In any event, I hope things turn out OK for you. Whatever you decide to do, I am sure it will work out :)
 
There are a lot of autistic people who enjoy baby things and especially diapers, perhaps because of the tactile sensation. I think if they made an issue of it, I would explain that it's part of being autistic and that it brings you a sense of peace and comfort. You say you have some mental illness issues as well. With all of this going on in your life, I can't understand why they wouldn't cut you some slack. I deal with a lot of depression since my wife died, and when I wear diapers and regress, I can escape from all the bad memories and grief and just regress and have a little peace.
 

Hi kiddo

unfortunately this seems to come up from time to time, when a parent finds out that their son or daughter is ABDL.

but firstly you are as it says on your profile 23 years old, and the “A” does stand for Adult. although I think it should be Awesome instead.

you are an adult in your own right and what you choose to do is also part of being an adult. your parents need to understand that even though you have autism does not mean to say you lack capacity to understand what you are doing.

And you can make unwise choices.

Unwise Choice?
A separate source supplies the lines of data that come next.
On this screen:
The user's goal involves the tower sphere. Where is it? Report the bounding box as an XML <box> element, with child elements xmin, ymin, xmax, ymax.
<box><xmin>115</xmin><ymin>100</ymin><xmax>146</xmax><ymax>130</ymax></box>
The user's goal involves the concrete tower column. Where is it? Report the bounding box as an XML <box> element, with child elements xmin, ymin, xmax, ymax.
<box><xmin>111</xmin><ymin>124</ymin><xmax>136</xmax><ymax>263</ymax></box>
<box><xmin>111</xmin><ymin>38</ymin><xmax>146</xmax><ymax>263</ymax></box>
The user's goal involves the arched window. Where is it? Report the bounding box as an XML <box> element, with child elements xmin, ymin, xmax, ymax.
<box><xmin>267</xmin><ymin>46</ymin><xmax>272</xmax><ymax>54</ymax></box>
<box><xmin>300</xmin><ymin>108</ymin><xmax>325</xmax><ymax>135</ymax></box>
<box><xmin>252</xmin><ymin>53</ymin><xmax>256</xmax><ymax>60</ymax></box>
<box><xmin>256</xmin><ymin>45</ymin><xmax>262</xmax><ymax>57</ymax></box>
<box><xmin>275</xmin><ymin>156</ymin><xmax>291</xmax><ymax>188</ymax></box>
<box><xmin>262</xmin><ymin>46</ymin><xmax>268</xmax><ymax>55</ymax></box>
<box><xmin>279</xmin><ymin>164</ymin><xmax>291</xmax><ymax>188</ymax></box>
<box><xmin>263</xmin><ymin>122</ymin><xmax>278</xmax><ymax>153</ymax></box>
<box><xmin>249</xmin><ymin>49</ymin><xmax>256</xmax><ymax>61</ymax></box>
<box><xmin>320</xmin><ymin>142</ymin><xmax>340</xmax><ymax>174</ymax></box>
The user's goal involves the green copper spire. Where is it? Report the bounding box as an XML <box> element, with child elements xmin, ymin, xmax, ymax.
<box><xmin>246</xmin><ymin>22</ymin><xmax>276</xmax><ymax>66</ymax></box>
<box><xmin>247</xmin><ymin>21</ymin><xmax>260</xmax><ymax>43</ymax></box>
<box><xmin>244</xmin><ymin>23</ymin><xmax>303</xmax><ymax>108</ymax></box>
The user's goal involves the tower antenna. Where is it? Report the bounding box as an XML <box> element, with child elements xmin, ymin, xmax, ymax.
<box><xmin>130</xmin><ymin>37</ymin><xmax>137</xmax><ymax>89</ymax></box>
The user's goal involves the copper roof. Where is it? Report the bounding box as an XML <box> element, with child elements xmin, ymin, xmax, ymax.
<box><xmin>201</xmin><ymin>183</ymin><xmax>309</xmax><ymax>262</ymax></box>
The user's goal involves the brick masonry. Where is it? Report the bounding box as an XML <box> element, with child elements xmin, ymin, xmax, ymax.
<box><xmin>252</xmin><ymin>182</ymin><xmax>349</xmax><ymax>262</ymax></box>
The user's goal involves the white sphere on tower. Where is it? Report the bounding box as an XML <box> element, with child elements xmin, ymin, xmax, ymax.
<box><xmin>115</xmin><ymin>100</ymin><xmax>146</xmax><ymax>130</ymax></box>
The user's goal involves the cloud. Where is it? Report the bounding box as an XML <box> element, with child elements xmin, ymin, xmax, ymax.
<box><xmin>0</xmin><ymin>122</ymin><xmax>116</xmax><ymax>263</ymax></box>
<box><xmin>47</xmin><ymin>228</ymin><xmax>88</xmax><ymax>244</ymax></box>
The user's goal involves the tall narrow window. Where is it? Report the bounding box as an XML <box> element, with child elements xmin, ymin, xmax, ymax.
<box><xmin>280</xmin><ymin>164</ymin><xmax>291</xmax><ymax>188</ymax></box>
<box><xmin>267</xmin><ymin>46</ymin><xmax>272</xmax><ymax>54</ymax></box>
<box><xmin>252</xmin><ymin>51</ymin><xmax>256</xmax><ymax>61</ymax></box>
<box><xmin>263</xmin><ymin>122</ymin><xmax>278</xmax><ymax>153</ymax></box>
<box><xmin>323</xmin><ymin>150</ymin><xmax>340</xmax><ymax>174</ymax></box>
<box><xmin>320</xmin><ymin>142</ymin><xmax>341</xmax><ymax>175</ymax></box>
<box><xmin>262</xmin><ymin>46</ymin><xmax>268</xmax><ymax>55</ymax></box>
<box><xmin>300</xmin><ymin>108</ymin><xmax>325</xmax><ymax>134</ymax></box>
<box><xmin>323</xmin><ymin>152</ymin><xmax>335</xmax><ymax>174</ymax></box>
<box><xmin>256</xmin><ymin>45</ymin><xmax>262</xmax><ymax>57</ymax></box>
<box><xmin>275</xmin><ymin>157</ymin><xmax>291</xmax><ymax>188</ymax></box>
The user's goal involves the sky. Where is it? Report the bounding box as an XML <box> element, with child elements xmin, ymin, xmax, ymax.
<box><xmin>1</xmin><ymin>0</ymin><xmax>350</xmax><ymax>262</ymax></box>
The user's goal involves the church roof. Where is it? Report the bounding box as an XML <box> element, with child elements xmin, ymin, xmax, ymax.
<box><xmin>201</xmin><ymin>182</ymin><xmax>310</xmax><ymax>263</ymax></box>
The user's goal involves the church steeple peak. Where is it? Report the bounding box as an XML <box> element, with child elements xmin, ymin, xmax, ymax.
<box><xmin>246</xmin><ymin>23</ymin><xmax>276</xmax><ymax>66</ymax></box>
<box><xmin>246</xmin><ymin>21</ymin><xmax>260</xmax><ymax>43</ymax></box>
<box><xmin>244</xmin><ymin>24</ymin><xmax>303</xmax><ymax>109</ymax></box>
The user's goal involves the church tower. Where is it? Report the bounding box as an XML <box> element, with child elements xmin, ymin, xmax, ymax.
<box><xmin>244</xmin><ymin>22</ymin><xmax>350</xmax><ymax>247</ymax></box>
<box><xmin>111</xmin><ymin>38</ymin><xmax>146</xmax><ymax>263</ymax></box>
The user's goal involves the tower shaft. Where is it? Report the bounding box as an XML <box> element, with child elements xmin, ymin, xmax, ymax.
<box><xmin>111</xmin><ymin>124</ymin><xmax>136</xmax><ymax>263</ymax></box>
I have talked on about normalisation before and what is “normal”

Got to cut all that short and to help you I was addressed you do the sit down and talk to them as hard as that might be or if you feel you are unable to sit down and talk to me because of situation you may consider writing them a letter. stating that how are you fine being a little helps you with the day to day life at someone. honesty is the best policy and don't worry if they want you to see a psychologist, go and see one anyway they are brilliant and will help you. mine help me discover my little side and the fact I was ABDL they told me about Peter Pan syndrome.

Although it may seem an unwise choice to your parents and sister your lifestyle choice and may seem abnormal to them, at the end of the day it is your lifestyle choice not theirs.

We are all here to support you whatever happens.